Stepping over the gap is still a risky move at the Long Island Rail Road's Syosset station.

While the LIRR explores long-term solutions for Syosset's yawning gaps, it already has taken several measures to improve safety at the station.

But a Newsday review conducted this week found that even those interim measures have had mixed success:

The station's $1.3-million closed-circuit television system is not fully functional, and conductors on some trains do not consult the video display screens before pulling out of the station.

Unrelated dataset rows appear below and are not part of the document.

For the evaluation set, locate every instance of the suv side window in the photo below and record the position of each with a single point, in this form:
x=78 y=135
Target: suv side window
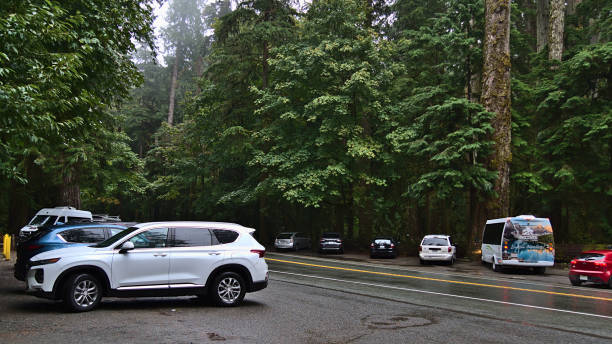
x=188 y=237
x=153 y=238
x=223 y=236
x=83 y=235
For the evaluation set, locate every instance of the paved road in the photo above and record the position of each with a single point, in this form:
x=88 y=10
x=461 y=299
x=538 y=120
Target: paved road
x=326 y=306
x=543 y=301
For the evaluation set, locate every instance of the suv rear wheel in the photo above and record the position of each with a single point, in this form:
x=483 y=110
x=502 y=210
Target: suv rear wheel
x=82 y=292
x=228 y=289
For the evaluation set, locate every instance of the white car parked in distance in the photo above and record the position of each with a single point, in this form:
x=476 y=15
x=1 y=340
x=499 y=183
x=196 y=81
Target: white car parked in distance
x=437 y=247
x=219 y=260
x=53 y=216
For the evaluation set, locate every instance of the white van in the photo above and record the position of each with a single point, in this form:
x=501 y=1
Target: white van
x=53 y=216
x=521 y=241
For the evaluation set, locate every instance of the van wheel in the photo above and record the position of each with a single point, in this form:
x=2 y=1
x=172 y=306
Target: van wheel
x=82 y=292
x=228 y=289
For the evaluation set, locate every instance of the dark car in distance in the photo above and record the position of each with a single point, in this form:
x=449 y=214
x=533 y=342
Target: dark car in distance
x=383 y=247
x=331 y=242
x=62 y=236
x=592 y=266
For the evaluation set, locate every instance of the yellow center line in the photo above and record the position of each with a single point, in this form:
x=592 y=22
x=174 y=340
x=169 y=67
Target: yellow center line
x=439 y=280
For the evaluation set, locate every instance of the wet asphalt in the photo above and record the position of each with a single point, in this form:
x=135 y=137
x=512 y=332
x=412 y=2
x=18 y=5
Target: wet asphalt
x=335 y=299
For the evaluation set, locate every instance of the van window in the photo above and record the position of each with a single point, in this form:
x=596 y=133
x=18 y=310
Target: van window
x=493 y=233
x=284 y=236
x=83 y=235
x=435 y=242
x=77 y=219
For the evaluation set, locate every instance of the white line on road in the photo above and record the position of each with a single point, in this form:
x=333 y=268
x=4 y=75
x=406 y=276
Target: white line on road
x=442 y=294
x=390 y=267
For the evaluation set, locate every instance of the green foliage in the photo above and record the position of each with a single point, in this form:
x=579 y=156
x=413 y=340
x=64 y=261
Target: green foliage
x=352 y=116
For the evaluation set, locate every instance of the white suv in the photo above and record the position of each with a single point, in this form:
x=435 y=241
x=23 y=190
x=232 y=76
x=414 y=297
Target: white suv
x=437 y=247
x=219 y=260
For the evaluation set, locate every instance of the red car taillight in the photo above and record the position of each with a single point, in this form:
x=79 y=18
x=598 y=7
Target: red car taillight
x=261 y=253
x=33 y=247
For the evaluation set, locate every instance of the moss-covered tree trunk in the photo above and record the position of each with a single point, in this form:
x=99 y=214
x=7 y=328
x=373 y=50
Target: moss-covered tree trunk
x=173 y=84
x=555 y=29
x=496 y=97
x=542 y=12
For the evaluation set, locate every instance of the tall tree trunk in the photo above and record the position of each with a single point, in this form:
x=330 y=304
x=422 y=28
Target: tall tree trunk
x=264 y=81
x=173 y=83
x=555 y=29
x=70 y=192
x=542 y=13
x=19 y=207
x=198 y=70
x=571 y=6
x=496 y=97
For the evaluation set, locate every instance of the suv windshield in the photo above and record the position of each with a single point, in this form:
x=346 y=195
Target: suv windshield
x=39 y=220
x=331 y=235
x=382 y=241
x=435 y=242
x=116 y=237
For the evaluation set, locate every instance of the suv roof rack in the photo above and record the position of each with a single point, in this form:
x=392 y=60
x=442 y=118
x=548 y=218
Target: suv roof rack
x=105 y=217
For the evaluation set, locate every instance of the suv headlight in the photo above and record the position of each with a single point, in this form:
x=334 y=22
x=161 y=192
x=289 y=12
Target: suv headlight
x=44 y=261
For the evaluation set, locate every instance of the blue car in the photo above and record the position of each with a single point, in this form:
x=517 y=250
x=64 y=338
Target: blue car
x=62 y=236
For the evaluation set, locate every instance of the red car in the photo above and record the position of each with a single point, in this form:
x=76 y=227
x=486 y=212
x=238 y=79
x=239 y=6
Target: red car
x=592 y=266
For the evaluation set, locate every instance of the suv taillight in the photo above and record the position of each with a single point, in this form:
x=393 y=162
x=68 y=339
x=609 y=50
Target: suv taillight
x=261 y=253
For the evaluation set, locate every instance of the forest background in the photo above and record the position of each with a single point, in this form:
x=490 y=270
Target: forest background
x=365 y=117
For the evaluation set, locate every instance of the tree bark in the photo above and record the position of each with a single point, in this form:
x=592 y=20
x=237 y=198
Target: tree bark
x=571 y=6
x=173 y=87
x=496 y=97
x=70 y=192
x=198 y=69
x=555 y=29
x=542 y=13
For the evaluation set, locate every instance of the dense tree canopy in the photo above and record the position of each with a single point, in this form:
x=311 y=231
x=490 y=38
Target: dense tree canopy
x=364 y=117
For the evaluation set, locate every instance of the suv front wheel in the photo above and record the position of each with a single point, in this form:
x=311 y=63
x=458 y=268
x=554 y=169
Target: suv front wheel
x=228 y=289
x=82 y=292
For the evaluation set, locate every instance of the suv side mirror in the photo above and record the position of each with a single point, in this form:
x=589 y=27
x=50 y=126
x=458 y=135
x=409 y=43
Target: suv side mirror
x=127 y=246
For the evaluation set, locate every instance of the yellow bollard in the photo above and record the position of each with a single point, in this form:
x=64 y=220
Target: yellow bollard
x=7 y=247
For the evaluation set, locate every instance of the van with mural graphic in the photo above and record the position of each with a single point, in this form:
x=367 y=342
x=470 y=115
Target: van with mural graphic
x=521 y=241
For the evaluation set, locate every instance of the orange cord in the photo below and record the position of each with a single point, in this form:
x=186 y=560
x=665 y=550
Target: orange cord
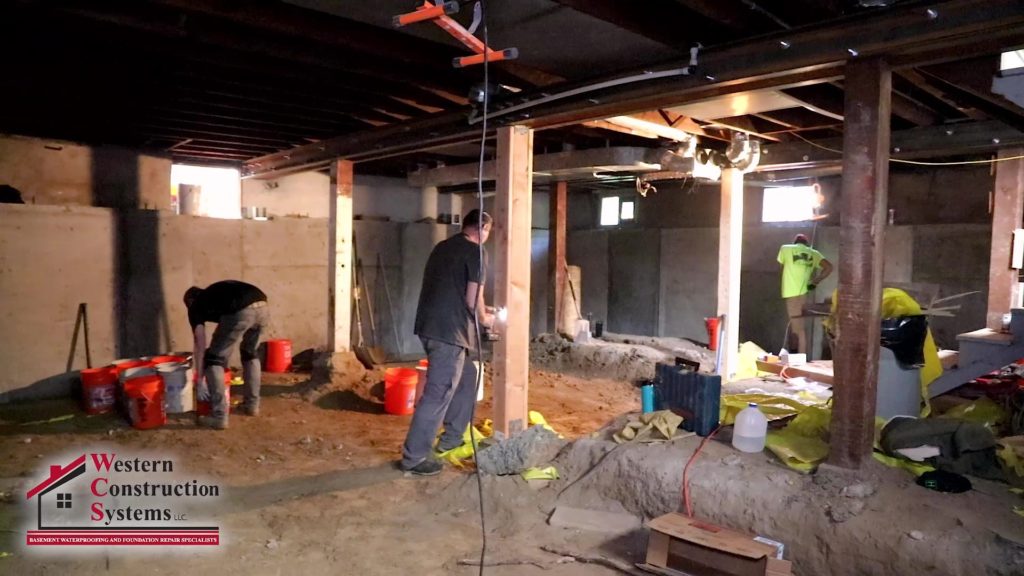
x=686 y=472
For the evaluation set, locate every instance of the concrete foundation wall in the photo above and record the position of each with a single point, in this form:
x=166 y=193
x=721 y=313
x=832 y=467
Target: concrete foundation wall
x=306 y=194
x=130 y=268
x=70 y=174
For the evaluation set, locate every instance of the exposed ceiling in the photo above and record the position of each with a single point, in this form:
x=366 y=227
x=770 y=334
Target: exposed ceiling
x=225 y=81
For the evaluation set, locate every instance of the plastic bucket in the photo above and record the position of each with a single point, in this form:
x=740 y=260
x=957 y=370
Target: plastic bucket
x=99 y=389
x=279 y=356
x=203 y=406
x=399 y=391
x=712 y=325
x=177 y=387
x=144 y=397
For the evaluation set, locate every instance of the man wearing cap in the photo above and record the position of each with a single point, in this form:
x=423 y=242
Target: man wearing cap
x=803 y=269
x=452 y=294
x=240 y=311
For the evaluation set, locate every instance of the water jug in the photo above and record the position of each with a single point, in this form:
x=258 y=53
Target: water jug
x=752 y=426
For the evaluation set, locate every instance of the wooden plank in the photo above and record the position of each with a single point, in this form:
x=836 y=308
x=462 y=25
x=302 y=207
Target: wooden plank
x=987 y=335
x=817 y=370
x=512 y=234
x=864 y=192
x=340 y=258
x=730 y=240
x=556 y=254
x=1008 y=212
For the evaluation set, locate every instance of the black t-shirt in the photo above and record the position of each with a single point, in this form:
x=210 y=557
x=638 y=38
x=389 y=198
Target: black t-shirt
x=441 y=314
x=227 y=296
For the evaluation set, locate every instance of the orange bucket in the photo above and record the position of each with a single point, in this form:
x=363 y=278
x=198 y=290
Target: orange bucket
x=399 y=391
x=99 y=389
x=279 y=356
x=712 y=325
x=144 y=397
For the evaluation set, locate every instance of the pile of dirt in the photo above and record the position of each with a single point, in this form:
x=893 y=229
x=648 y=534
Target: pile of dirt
x=622 y=358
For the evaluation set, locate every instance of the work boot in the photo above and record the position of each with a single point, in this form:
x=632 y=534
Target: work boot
x=430 y=466
x=213 y=422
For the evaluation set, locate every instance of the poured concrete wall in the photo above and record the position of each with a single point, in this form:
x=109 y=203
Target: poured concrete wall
x=130 y=268
x=65 y=173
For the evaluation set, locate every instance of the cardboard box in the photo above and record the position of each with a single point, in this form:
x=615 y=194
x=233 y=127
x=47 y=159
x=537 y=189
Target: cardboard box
x=680 y=544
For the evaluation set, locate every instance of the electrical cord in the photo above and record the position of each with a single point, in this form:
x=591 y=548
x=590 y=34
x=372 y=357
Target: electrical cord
x=480 y=275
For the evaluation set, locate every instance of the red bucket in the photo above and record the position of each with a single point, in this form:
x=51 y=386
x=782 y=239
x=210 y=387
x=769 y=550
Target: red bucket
x=99 y=389
x=144 y=397
x=279 y=356
x=712 y=325
x=399 y=391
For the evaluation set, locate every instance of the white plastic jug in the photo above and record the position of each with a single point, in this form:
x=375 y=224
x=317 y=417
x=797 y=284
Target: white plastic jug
x=751 y=429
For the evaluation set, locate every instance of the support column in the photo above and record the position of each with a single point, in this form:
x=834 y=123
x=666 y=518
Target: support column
x=339 y=277
x=556 y=254
x=730 y=249
x=428 y=202
x=1008 y=212
x=864 y=198
x=512 y=252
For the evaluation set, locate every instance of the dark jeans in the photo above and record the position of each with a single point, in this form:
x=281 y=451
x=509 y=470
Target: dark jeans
x=246 y=326
x=448 y=399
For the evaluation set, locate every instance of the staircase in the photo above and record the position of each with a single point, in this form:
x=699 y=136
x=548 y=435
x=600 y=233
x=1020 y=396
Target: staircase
x=982 y=352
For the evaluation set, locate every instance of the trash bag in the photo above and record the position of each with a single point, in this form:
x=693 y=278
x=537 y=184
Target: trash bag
x=905 y=336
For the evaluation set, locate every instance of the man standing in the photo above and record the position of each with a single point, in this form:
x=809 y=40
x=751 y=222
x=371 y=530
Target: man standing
x=240 y=311
x=452 y=294
x=803 y=269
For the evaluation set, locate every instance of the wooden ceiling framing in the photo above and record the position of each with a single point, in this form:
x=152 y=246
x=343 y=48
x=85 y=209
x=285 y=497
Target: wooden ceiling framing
x=226 y=81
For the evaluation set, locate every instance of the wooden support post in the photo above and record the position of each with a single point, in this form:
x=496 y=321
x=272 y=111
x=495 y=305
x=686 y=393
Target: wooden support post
x=339 y=278
x=512 y=253
x=730 y=251
x=556 y=255
x=1008 y=211
x=864 y=197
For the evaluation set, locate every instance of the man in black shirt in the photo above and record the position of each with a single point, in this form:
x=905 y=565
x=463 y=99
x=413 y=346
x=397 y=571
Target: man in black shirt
x=452 y=293
x=240 y=311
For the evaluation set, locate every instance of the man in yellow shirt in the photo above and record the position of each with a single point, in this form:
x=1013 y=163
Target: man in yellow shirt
x=803 y=269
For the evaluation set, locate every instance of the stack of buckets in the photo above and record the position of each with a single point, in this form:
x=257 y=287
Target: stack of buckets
x=403 y=386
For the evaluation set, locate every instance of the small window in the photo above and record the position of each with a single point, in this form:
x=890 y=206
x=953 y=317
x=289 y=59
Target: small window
x=627 y=211
x=1013 y=59
x=790 y=204
x=609 y=210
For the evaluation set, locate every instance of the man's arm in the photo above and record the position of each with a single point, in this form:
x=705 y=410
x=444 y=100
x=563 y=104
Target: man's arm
x=199 y=348
x=474 y=299
x=825 y=270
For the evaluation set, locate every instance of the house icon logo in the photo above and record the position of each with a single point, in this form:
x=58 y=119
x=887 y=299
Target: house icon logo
x=107 y=499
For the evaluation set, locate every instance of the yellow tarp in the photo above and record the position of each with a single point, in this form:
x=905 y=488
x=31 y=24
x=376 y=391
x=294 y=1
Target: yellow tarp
x=896 y=302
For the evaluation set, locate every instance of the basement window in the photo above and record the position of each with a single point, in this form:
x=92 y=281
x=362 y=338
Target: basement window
x=609 y=211
x=792 y=204
x=1012 y=62
x=205 y=191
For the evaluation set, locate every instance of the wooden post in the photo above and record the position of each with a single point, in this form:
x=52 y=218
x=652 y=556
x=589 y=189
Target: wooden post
x=864 y=196
x=1008 y=211
x=512 y=253
x=339 y=278
x=556 y=255
x=730 y=251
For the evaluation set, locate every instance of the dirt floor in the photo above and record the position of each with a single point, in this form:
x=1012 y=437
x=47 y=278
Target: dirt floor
x=311 y=489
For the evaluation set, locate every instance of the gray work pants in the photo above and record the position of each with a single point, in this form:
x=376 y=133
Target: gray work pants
x=246 y=326
x=448 y=399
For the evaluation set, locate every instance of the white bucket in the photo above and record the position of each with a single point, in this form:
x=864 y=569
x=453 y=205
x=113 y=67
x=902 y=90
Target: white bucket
x=178 y=396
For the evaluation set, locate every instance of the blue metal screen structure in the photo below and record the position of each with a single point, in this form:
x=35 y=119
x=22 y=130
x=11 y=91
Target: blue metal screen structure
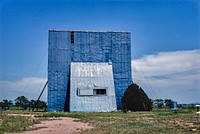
x=86 y=46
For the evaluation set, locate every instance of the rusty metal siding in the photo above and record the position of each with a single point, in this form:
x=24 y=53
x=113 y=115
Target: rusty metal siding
x=88 y=46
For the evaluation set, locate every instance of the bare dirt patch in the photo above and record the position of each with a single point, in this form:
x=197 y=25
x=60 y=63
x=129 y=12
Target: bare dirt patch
x=58 y=126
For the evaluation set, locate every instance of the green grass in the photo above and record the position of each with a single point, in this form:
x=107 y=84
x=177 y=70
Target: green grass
x=155 y=122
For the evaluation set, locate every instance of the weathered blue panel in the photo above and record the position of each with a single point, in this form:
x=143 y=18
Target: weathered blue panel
x=84 y=78
x=88 y=46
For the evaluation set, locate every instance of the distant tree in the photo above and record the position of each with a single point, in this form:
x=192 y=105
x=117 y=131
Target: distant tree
x=168 y=103
x=135 y=99
x=158 y=103
x=22 y=102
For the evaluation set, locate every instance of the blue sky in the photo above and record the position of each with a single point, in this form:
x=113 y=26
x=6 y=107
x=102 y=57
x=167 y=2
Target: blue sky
x=156 y=26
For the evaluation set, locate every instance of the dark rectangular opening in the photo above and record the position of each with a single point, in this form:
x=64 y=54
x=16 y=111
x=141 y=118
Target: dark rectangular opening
x=72 y=37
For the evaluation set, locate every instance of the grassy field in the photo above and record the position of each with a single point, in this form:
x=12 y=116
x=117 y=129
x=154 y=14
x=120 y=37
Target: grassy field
x=155 y=122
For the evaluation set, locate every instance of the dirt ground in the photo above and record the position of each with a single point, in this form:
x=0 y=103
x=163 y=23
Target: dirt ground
x=62 y=125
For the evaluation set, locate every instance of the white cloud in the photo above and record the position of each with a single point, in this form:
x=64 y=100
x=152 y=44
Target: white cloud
x=173 y=75
x=29 y=87
x=156 y=74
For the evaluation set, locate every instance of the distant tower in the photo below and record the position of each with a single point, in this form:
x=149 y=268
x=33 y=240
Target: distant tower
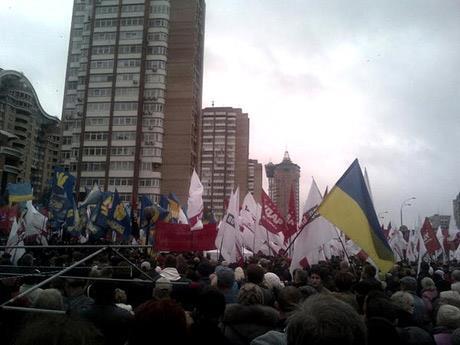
x=280 y=179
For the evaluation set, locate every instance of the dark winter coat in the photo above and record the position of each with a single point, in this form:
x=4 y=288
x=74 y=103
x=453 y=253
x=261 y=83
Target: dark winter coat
x=241 y=324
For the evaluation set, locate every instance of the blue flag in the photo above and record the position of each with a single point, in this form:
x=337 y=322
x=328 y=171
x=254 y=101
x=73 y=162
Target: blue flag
x=118 y=218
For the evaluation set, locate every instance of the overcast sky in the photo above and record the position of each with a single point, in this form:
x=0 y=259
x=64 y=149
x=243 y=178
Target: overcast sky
x=328 y=80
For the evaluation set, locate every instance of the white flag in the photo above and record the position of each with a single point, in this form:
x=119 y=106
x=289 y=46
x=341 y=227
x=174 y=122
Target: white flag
x=226 y=240
x=308 y=247
x=248 y=218
x=195 y=203
x=16 y=238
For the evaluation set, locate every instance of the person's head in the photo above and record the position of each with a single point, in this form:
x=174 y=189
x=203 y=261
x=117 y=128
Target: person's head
x=239 y=274
x=315 y=277
x=255 y=274
x=250 y=294
x=455 y=276
x=448 y=316
x=62 y=329
x=408 y=284
x=170 y=261
x=49 y=299
x=225 y=278
x=288 y=299
x=324 y=320
x=404 y=301
x=369 y=271
x=272 y=281
x=427 y=283
x=164 y=320
x=300 y=277
x=210 y=306
x=344 y=281
x=378 y=305
x=162 y=289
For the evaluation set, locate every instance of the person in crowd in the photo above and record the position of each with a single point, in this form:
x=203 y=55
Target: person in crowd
x=114 y=323
x=248 y=318
x=323 y=319
x=207 y=315
x=420 y=314
x=447 y=320
x=62 y=329
x=255 y=274
x=159 y=322
x=75 y=300
x=429 y=293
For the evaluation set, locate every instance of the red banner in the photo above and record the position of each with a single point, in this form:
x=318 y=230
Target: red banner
x=271 y=219
x=429 y=238
x=179 y=238
x=291 y=220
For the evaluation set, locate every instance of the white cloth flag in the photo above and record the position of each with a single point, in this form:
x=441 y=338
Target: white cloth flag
x=16 y=238
x=308 y=247
x=195 y=203
x=226 y=240
x=248 y=217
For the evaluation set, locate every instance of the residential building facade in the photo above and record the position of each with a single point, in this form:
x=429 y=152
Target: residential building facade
x=224 y=155
x=127 y=122
x=30 y=137
x=281 y=178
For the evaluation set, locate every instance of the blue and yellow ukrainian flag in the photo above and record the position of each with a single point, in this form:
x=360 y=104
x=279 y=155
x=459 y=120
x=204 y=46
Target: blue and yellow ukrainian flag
x=349 y=207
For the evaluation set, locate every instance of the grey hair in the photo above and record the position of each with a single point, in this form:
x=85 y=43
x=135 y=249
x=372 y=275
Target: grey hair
x=50 y=299
x=323 y=320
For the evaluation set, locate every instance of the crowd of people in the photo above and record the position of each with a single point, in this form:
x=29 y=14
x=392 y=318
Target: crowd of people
x=189 y=298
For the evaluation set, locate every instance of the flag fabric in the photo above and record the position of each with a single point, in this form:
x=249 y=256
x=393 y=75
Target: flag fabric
x=16 y=238
x=227 y=235
x=291 y=219
x=195 y=203
x=179 y=237
x=271 y=218
x=308 y=246
x=18 y=192
x=34 y=225
x=349 y=207
x=118 y=217
x=248 y=218
x=429 y=238
x=62 y=207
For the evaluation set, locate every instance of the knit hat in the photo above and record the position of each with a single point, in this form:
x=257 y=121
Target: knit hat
x=250 y=294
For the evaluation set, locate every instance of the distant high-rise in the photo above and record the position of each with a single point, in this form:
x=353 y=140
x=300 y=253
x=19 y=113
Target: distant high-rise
x=456 y=204
x=30 y=137
x=281 y=177
x=224 y=155
x=132 y=97
x=255 y=179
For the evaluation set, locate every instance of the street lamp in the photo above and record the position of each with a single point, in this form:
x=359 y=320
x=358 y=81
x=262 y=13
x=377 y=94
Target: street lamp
x=405 y=203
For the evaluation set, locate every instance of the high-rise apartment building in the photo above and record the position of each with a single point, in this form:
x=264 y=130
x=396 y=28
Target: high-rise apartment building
x=456 y=206
x=255 y=179
x=133 y=95
x=224 y=155
x=281 y=177
x=30 y=136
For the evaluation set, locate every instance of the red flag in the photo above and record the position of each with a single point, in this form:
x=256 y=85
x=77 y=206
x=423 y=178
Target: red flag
x=291 y=221
x=429 y=238
x=179 y=238
x=271 y=218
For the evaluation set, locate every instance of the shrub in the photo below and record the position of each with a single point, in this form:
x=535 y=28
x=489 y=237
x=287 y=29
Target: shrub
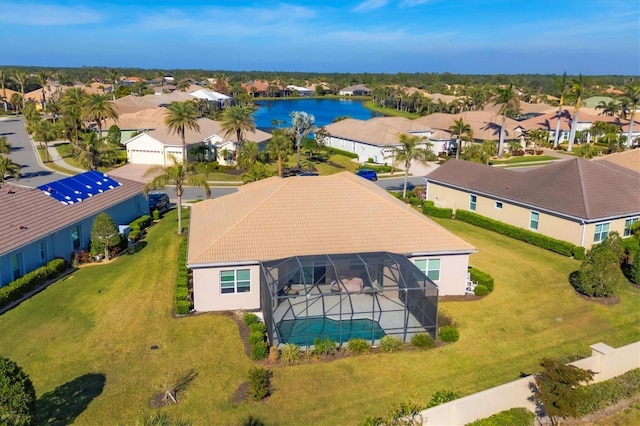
x=259 y=350
x=290 y=353
x=422 y=341
x=358 y=346
x=259 y=383
x=430 y=209
x=561 y=247
x=324 y=346
x=390 y=343
x=250 y=318
x=481 y=290
x=449 y=334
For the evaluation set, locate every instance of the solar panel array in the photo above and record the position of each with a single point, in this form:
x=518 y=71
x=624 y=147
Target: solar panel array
x=75 y=189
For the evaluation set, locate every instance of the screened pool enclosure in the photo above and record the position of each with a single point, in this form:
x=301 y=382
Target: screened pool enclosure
x=346 y=296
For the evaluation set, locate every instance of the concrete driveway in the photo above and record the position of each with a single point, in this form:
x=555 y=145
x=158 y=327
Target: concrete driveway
x=32 y=172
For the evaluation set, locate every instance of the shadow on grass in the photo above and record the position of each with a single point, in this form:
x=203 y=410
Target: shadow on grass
x=62 y=405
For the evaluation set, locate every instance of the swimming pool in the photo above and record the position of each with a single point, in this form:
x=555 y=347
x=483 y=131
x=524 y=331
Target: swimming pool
x=303 y=331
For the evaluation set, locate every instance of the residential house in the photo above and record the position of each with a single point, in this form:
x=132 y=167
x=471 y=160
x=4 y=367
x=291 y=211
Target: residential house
x=577 y=200
x=355 y=90
x=55 y=220
x=325 y=247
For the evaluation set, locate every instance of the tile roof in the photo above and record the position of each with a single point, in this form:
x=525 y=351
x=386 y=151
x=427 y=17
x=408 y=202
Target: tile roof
x=343 y=213
x=577 y=188
x=28 y=214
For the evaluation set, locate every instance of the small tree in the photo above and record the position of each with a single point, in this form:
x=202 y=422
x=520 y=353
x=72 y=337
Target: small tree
x=558 y=389
x=17 y=395
x=104 y=234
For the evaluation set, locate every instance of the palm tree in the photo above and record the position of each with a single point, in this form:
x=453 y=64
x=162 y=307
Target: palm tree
x=510 y=106
x=561 y=86
x=280 y=147
x=410 y=149
x=177 y=175
x=97 y=107
x=182 y=116
x=576 y=88
x=632 y=95
x=8 y=168
x=462 y=131
x=238 y=120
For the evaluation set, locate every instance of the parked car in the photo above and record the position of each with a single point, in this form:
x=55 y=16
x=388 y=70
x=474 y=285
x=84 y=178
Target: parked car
x=368 y=174
x=159 y=201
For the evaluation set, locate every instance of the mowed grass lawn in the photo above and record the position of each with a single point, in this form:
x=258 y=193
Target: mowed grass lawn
x=102 y=321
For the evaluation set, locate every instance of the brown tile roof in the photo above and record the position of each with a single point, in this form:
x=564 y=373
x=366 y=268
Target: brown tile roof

Though the LIRR said it narrowed gaps on Track 2 to less than 10 inches, Newsday found gaps on that platform as wide as 11 inches.

On Track 1, the railroad shifted platform slabs and bolted boards to the platform's edge, but gaps there still stretch as wide as 15 inches -- some of the widest in the system.

The LIRR began fixing gaps after the death last August of a Minnesota teenager who slipped through a gap at the Woodside station and crawled in front of an oncoming train.

Since then, the railroad has addressed about 70 percent of its worst gaps by shifting platforms, moving tracks, attaching wooden boards to platform edges and keeping some train doors closed.

But railroad officials say they cannot narrow gaps on Syosset's Track 1 without a costly solution such as installing mechanical gap fillers or, perhaps, changing the geometry of the station's sharp curve.

In March, the railroad unveiled the surveillance system, which includes 12 cameras and three display screens on each of two platforms, allowing train crews to see the entire length of the sharply curved platforms.

Newsday found several problems with the system: Two screens are missing, and others are hard to read because of glare. Train conductors often did not have a direct view of the screens because of their train's location on the platform. And some conductors with a clear view of the screens still did not look at them, Newsday observed.

McGowan said the two missing screens are being repaired and will be replaced by the end of June.

An anti-glare glaze will be applied to all of the screens, she said.

Anthony Simon, general chairman of the United Transportation Union, said some conductors are not yet in the habit of looking up at the screens.

"It's a new system," he said. "The conductors are so used to looking for their platform conductor. That's there first source of information."

Newsday found that platform conductors, equipped with air horns and radios, consistently communicated with train crews to signal that it was safe to pull out of the station.

Simon noted that when two trains pull into the station, the platform conductor only assists the train traveling in the rush-hour direction. He argued, however, that the $1.3 million for the camera surveillance system could have been better spent to assign more platform conductors.

The LIRR expects to spend about $587,000 on platform conductors this year.